Some things are more socially constructed than others.
Let's take age. You can argue over whether at age 50 you're old or not.
I'm 71, and every day I show more signs of old age from chronic sciatica to
small memory losses to insomnia to walking more slowly. There's a woman who works in my apartment building in her early 80's, who swears that you're only as old as you feel, but she's not very convincing, especially since she's growing deaf, her memory is weaker than mine, she can't climb the building stairs any more while I can.
Sex/gender seems partially socially constructed, and from what I can see, the jury is still out on how much of sex/gender is socially constructed: it's a question that future scientific investigation will hopefully answer some day.

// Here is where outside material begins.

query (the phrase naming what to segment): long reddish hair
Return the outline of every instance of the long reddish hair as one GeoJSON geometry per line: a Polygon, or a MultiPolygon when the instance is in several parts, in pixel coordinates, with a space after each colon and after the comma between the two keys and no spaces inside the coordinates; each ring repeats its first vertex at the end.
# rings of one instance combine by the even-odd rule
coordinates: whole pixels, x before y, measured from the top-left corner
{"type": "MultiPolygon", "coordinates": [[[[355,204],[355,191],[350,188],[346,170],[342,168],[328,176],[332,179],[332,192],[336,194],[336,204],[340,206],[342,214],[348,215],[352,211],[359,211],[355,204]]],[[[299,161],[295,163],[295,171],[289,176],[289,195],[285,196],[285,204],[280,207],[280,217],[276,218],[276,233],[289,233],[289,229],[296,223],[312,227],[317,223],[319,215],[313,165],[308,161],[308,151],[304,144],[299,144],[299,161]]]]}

Race, as is said above, is almost wholly or wholly socially constructed.
So we have to study each category (age, race, sex/gender, etc.) to see to what point it is socially constructed.
Foucault's work on madness, for example, is interesting in exploring to what extent "mental illness" is a social construction. As I recall, he does not deny that madness exists; he merely shows to what extent our categories about madness are socially constructed.